Ten Strategies to Elicit Emotion in the Purchasing Process
In our last blog post, we started to explore the importance of motivating your customers by appealing to their emotions. Today, you’ll discover ten strategies used by top insurance and risk management professionals that you can apply right away.
As you probably already realize, the single motivator in purchasing decisions is not data, or facts. It is emotional response.
People buy when they feel comfortable, when they feel they can trust you and when your process feels natural and reassuring. In simplistic terms, people rationalize purchasing decisions based on facts, but they make decisions based on feelings. Modern brain research has proven this fact!
Ten Strategies to Elicit Emotion in the Purchasing Process:
There are several strategies to elicit emotion in purchasing decisions. Let’s start with these ten for immediate results.
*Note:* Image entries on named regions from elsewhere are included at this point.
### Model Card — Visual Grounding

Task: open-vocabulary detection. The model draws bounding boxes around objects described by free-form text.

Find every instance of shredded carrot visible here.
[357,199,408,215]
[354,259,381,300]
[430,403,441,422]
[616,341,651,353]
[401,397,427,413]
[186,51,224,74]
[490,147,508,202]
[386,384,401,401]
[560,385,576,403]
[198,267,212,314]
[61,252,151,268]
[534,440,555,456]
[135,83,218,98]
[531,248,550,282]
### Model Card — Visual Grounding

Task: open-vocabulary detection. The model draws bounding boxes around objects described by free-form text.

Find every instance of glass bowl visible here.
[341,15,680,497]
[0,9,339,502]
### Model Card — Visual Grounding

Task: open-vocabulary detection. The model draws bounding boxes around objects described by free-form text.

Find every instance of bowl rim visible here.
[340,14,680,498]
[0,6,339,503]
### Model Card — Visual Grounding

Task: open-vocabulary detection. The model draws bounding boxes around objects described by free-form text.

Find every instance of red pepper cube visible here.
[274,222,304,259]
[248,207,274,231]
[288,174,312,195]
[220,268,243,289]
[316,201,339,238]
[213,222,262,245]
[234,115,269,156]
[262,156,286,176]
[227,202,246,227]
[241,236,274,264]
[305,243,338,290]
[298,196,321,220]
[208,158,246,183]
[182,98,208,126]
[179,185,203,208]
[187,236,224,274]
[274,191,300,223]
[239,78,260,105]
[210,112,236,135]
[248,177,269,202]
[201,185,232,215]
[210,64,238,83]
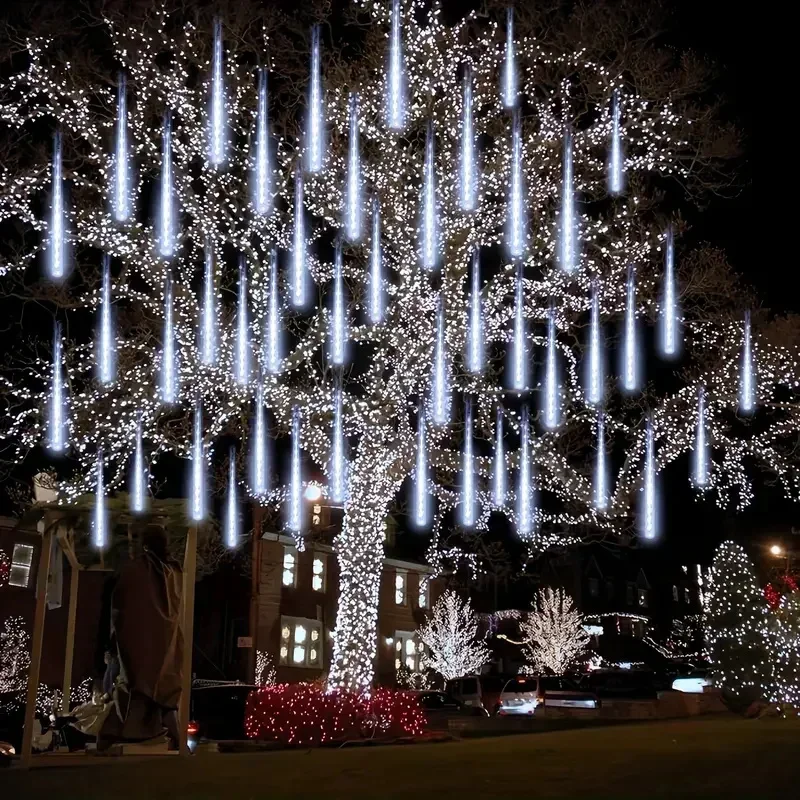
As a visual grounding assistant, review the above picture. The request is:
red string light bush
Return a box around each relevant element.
[245,683,425,747]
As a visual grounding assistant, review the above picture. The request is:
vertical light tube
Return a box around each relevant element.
[492,406,506,508]
[693,386,709,489]
[330,239,347,367]
[739,311,756,414]
[511,264,528,392]
[292,169,307,309]
[189,397,206,522]
[330,388,347,504]
[542,306,561,430]
[47,322,68,453]
[560,129,578,273]
[608,89,625,197]
[461,399,477,528]
[459,64,478,211]
[517,406,533,538]
[414,406,429,528]
[158,111,176,258]
[506,108,527,259]
[386,0,406,131]
[640,418,658,539]
[208,19,227,167]
[200,241,217,366]
[621,266,641,394]
[501,8,519,108]
[265,247,283,375]
[659,226,681,358]
[47,132,67,281]
[161,275,178,406]
[225,445,239,549]
[250,381,269,498]
[306,25,325,172]
[130,412,148,514]
[287,406,303,535]
[420,122,439,270]
[431,295,450,427]
[97,253,117,386]
[594,411,608,511]
[109,72,131,222]
[92,448,108,550]
[467,247,483,375]
[253,67,272,216]
[586,279,605,406]
[369,196,383,325]
[344,93,362,242]
[233,255,250,386]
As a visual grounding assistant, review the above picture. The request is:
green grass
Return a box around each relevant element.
[0,717,800,800]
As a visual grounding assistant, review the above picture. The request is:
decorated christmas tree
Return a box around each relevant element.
[705,541,772,706]
[0,0,798,688]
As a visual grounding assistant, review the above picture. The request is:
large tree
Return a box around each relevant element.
[0,1,798,687]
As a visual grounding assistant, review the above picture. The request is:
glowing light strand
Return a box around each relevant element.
[47,132,67,281]
[459,64,478,211]
[109,73,132,223]
[431,297,450,427]
[208,19,227,167]
[386,0,406,131]
[420,122,439,270]
[501,8,519,108]
[306,25,325,172]
[467,247,483,374]
[507,108,526,259]
[585,280,605,406]
[97,254,117,386]
[608,89,625,196]
[345,93,363,242]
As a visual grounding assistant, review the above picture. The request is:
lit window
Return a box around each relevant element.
[311,555,325,592]
[418,575,430,608]
[394,572,408,606]
[394,631,425,672]
[283,546,297,586]
[280,617,322,669]
[8,544,33,589]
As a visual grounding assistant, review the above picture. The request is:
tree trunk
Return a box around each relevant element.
[328,458,398,691]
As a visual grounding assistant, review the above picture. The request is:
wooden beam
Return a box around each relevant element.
[21,525,53,768]
[61,566,81,714]
[178,525,197,756]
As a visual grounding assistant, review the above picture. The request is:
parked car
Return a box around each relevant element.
[447,675,599,716]
[188,681,258,746]
[672,669,711,694]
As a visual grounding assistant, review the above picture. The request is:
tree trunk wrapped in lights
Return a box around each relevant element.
[0,0,800,687]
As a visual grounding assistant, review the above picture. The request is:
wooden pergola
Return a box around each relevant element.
[20,502,198,767]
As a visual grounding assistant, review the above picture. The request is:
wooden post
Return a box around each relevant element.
[21,519,53,767]
[247,503,264,683]
[178,525,197,756]
[61,564,81,714]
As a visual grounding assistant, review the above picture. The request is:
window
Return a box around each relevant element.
[417,575,430,608]
[8,543,33,589]
[394,570,408,606]
[280,617,322,669]
[311,553,326,592]
[625,583,636,606]
[283,545,297,586]
[394,631,425,672]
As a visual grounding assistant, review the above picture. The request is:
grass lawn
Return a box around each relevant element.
[0,717,800,800]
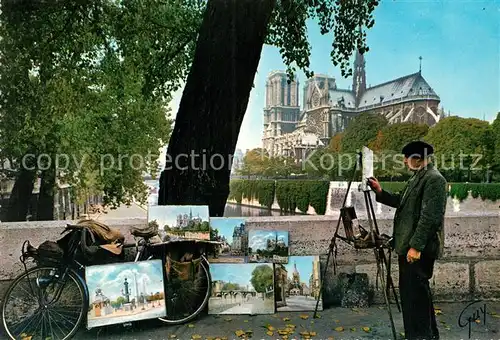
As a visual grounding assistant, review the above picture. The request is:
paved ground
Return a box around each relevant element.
[75,302,500,340]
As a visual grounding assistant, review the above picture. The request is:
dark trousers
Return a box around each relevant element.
[398,254,439,340]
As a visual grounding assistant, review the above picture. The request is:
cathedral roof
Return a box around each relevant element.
[358,72,439,108]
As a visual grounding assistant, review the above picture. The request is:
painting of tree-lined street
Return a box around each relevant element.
[248,230,288,263]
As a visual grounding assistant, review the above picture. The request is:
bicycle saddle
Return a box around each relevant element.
[130,227,158,238]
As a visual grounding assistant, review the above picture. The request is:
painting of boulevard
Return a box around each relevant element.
[248,230,288,263]
[148,205,210,241]
[208,263,275,314]
[274,256,323,312]
[85,260,166,329]
[208,217,248,263]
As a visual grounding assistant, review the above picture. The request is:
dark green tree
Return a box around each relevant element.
[250,264,274,293]
[424,116,494,182]
[342,112,388,153]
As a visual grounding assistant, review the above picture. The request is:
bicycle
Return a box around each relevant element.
[2,225,211,340]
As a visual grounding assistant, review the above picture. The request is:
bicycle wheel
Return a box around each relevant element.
[159,260,212,325]
[2,267,88,340]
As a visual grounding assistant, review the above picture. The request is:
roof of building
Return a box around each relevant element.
[358,72,439,108]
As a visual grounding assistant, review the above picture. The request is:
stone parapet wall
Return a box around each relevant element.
[0,214,500,305]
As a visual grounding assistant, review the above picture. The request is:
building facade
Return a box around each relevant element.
[262,52,444,160]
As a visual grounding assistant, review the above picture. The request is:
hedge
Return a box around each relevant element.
[228,179,500,215]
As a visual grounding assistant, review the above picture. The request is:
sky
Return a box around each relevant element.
[248,230,288,252]
[210,263,273,289]
[85,260,164,301]
[284,256,321,286]
[148,205,209,229]
[210,217,246,244]
[170,0,500,152]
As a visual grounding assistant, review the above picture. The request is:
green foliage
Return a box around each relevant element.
[266,0,379,80]
[250,264,274,293]
[342,112,388,153]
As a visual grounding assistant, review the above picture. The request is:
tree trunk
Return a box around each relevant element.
[36,166,56,221]
[5,167,35,222]
[158,0,275,216]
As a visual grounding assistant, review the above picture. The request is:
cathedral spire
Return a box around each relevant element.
[352,50,366,107]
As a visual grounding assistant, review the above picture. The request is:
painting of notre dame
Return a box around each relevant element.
[85,260,167,329]
[208,217,248,263]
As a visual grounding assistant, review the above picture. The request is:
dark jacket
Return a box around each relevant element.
[375,163,447,258]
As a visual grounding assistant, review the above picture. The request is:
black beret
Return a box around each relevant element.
[402,140,434,158]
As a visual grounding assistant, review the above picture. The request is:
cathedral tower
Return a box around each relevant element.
[352,50,366,107]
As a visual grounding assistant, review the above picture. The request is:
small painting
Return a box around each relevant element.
[248,230,288,263]
[274,256,323,312]
[85,260,167,329]
[208,263,275,315]
[148,205,210,241]
[208,217,248,263]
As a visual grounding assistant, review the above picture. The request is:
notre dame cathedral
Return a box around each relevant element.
[262,52,444,160]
- Goals, Passions, Struggles. Create the setting for the customer to talk about his or her goals, passions and struggles.
- State of Mind. Do not start with your product or services. Rather, gain a grasp of the consumer’s state of mind. Your quickest route to an emotional connection is found in one’s feelings.
- Benefits not Features. A feature is an attribute of a product or service. A benefit is the way a product or service will solve the customer’s problem. Benefits create emotion. Features do not!
- Story Telling. Plant stories in your presentation to entertain, inform, advise, warn and educate. Stories are capable of stimulating strong emotion.
- Positive Attitude. Emotion works hand in hand with the way one thinks about an issue or situation. Your positive attitude influences emotion in purchasing decisions.
- Testimonials. Customers want to feel reassured about their purchasing decisions. Testimonials increase credibility and comfort in the sales process. The more specific the testimonial, the more power it has for the customer.
- Visuals. Create vivid, powerful images in the mind of the customer. Research substantiates that the brain is wired to react to visual stimuli.
- Listen. Far too often, we get so caught up in delivering our ideas that we don’t hear the voice of the customer. Ask questions and listen. Getting the customer to talk about his or her issues creates emotion.
- Empathy. Your capacity to identify with the customer’s feelings and emotions is powerful. Empathy demonstrates a true understanding of the emotional state of the consumer.
- Future Vision. A vision is a motivating view of the future. It creates pride. It gives direction. Emotion is created by taking the customer to a future place and time and looking back. Future visions are filled with anticipation.
Logic or Emotion. And the winner is? Emotion!